O resultado é uma loucura, porque a atmosfera do show está toda lá, a energia. Um trabalho profissional pode ter um resultado asséptico, sem gosto. A desvantagem de um video "caseiro" talvez fosse uma coisa meio frankestein, sem pé nem cabeça, mas não foi isso que eu vi. Ele soube tirar o melhor de cada video que ele coletou e a reconstituição do show é supercoerente.

Entendi o que realmente é um deja-vù. Quando coloquei o DVD no meu aparelho, a vinheta já me deu arrepios. Afinal, é muito difícil reviver uma situação integralmente, só com um vídeo ou uma foto. Forrest já tinha me alertado que alguns momentos do video seriam incríveis e não aguentei. Pulei para Karma Police, que foi um dos pontos altos do show, e meu também. Foi quando eu desencanei: "Meu, você está aqui! O que mais você quer?" Uma verdadeira epifania. Para mim, o show começou ali. Quando vi o video, só não chorei pra valer porque eu sou durona, mas bem que eu senti os olhos marejarem. Choreeeeeeeeeeeeeeeeeeei em Karma Police!

E foi seguindo assim, pelo vídeo inteiro. Música por música. Espertamente, ele manteve o áudio original em momentos-chave do show. Fiz bem em ter me conformado de ter visto um Thom Yorke do tamanho de um Playmobil. Eu ouvi, senti, participei e quanto a ver, deixei para alguns meses mais tarde, quase sem querer. Foi uma pena não ter podido ver lá, mas graças ao Andrews Ferreira Guedis e meu Vizinhíssimo, eu vi o show refestelada no sofá com minha colcha de chenile pré-histórica preferida. Tudo bem que no show de verdade não tinha mãe falando de geladeira em promoção, mas também não dá para se ter tudo nessa vida ao mesmo tempo, não?

Agora eu acredito de verdade que eu estive no Just a Fest em março deste ano. Copiando descaradamente o Oráculo de ZÉlfos, eu encho os pulmões e exclamo num ruído luminoso, alto e claro para quem quer que seja: Eu tavu lá!

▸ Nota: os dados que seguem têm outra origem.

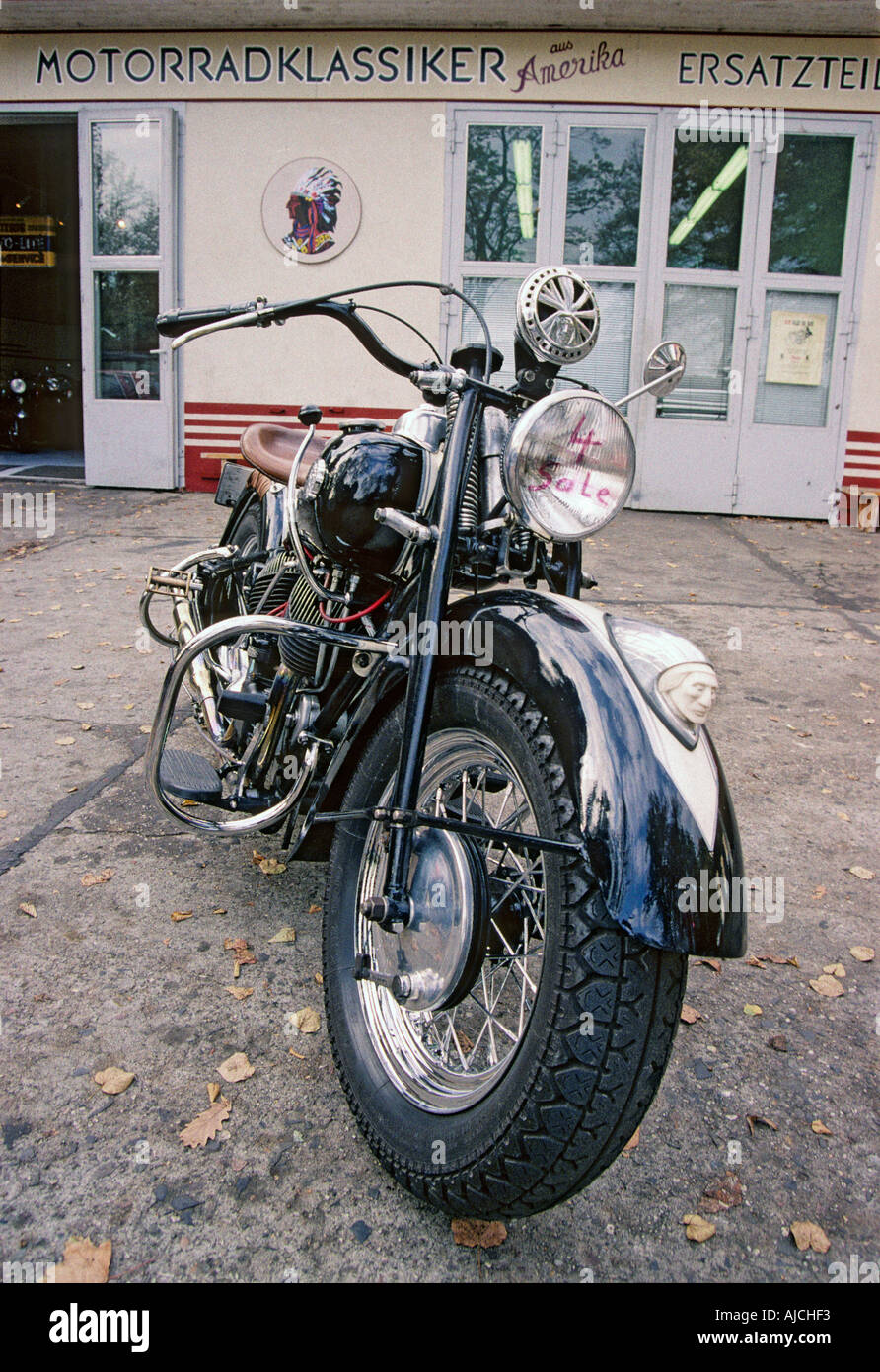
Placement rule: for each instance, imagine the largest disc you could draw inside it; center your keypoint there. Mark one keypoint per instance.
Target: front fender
(657, 816)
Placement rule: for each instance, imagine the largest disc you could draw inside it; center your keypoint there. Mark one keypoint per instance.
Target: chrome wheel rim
(446, 1061)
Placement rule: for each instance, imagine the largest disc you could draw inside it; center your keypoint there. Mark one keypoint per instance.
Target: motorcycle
(391, 663)
(17, 431)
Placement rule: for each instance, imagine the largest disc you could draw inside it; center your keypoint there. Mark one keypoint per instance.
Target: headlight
(569, 464)
(673, 675)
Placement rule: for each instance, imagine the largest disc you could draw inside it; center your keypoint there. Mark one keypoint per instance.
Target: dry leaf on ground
(236, 1068)
(96, 878)
(827, 985)
(697, 1228)
(478, 1234)
(114, 1080)
(753, 1119)
(809, 1235)
(306, 1020)
(84, 1261)
(206, 1125)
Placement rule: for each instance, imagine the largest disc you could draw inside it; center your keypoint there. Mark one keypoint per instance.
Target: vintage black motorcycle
(513, 788)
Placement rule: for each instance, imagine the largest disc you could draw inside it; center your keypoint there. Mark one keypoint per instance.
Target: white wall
(231, 151)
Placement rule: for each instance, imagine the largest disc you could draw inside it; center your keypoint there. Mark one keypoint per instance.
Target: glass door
(806, 250)
(702, 239)
(536, 187)
(126, 278)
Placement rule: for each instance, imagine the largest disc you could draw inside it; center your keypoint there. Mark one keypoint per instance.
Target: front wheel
(506, 1047)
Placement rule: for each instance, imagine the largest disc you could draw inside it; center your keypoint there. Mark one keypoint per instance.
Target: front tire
(517, 1115)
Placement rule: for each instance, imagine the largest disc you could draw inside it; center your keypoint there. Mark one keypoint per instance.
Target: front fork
(393, 908)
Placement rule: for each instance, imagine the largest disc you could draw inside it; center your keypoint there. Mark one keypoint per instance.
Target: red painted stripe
(229, 408)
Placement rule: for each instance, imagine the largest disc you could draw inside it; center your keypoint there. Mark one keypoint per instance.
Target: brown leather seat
(271, 447)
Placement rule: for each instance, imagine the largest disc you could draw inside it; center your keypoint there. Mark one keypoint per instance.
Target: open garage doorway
(39, 333)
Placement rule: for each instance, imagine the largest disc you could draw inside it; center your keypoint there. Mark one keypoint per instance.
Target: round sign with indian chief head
(312, 210)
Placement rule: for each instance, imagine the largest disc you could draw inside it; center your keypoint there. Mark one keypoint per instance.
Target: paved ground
(103, 977)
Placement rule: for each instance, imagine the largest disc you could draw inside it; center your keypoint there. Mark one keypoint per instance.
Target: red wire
(347, 619)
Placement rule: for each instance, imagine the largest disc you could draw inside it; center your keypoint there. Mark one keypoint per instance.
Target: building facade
(718, 190)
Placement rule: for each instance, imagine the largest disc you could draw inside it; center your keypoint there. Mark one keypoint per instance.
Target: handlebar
(183, 324)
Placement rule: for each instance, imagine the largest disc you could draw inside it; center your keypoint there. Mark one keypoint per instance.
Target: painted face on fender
(691, 690)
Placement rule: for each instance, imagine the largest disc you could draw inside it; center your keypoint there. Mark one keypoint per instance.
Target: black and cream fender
(653, 802)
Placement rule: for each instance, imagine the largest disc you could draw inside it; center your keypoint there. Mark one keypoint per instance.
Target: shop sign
(27, 240)
(795, 348)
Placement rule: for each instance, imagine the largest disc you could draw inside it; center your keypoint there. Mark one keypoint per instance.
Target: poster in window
(312, 210)
(795, 347)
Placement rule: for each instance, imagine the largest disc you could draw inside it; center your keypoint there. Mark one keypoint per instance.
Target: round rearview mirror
(664, 368)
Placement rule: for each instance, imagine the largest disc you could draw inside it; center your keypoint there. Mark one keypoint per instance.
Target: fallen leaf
(478, 1234)
(306, 1020)
(725, 1191)
(809, 1235)
(753, 1119)
(96, 878)
(206, 1125)
(697, 1228)
(114, 1080)
(826, 985)
(236, 1068)
(84, 1261)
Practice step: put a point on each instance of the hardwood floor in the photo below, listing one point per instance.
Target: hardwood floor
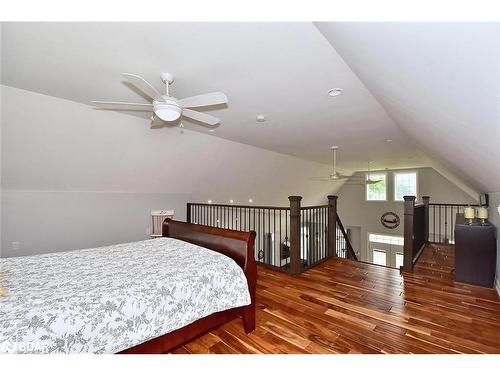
(343, 306)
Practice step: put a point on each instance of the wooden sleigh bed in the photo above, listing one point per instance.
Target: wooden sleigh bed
(237, 245)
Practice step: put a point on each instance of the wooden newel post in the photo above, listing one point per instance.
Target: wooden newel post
(295, 264)
(332, 225)
(425, 200)
(188, 213)
(409, 210)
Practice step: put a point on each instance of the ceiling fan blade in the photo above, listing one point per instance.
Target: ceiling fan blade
(142, 85)
(326, 179)
(198, 116)
(123, 106)
(203, 100)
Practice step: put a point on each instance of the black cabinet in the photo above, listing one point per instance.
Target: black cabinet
(475, 252)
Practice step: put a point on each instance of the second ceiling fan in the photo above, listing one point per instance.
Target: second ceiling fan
(336, 176)
(166, 108)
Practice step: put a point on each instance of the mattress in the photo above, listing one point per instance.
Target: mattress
(108, 299)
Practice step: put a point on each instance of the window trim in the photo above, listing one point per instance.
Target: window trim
(394, 183)
(366, 187)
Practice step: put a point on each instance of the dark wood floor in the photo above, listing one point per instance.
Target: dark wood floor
(343, 306)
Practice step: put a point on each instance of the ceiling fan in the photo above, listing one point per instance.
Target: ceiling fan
(166, 108)
(334, 176)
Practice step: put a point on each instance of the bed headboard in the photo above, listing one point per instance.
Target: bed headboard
(235, 244)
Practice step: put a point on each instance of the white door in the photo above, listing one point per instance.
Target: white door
(385, 250)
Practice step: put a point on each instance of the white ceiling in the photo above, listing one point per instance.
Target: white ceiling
(431, 88)
(440, 82)
(282, 70)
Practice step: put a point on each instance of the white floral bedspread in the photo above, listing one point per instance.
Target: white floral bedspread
(111, 298)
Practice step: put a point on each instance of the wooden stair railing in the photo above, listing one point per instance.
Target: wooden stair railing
(290, 239)
(349, 251)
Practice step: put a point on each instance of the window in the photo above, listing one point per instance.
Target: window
(379, 257)
(376, 192)
(399, 260)
(405, 184)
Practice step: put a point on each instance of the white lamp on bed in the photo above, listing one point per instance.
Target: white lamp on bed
(157, 219)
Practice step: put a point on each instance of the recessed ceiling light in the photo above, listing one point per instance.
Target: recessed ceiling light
(335, 92)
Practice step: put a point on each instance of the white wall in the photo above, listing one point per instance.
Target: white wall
(43, 221)
(494, 217)
(60, 158)
(355, 211)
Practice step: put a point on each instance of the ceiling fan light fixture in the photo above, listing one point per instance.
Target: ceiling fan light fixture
(167, 111)
(335, 91)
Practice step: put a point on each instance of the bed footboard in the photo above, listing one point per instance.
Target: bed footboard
(235, 244)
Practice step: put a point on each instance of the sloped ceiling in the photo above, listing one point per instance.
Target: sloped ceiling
(431, 88)
(439, 82)
(282, 70)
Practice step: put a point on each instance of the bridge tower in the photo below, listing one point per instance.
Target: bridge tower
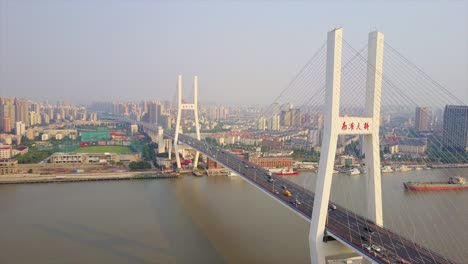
(335, 125)
(191, 107)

Ps.: As imagens não carecem de créditos. Meu celular também estava em ação aquele dia. :-P

domingo, 7 de junho de 2009

Grito em fatias

Ensaiei este início de textículo inúmeras vezes e para arrematar, ensaiei mais uma. Existem coisas sobre as quais penso em falar e não falo, outras, simplesmente me dão vontade de falar. E é a vontade quem manda. E o fato é que nestes últimos dias não tive a menor vontade de escrever nada, por mais que existam coisas que merecem e que precisam ser ditas.

Paralisei não só porque os dedos congelaram de frio, mas também por ter um nó gigante na garganta, que não consigo cuspir com um grito bem sonoro, daqueles de ensurdecer o mundo.

Para não deixar minha seleta audiência mouca, eis que vem um grito em fatias.

Fatia nº1 - tenho lido jornal ultimamente: o Estado (Novo) e a Folha (Ditabranda) - de graça porque não dou um real em nenhum dos dois - e tanto um quanto o outro desataram a falar de Educação e do professorado. Não sei o que é pior: se é quando criticam ou quando resolvem defender. As duas vertentes põem a classe para baixo do cu da cobra do mesmo jeito. Mas que merda: a Educação não precisa ser um ato heroico ou fruto de idealismo puro. É uma carreira como qualquer outra, precisa ser atraente para trazer para si gente talentosa e competente, não idealista. E para deixar bem claro: atraente não só financeiramente, porque engana-se redondamente quem pensa que é só grana que move uma pessoa a escolher e permanecer numa carreira. É satisfação pessoal também, até mais que dinheiro, para alguns. E há quem chame isso de idealismo. Uma pinoia. Idealismo é coisa pra gente burra¹.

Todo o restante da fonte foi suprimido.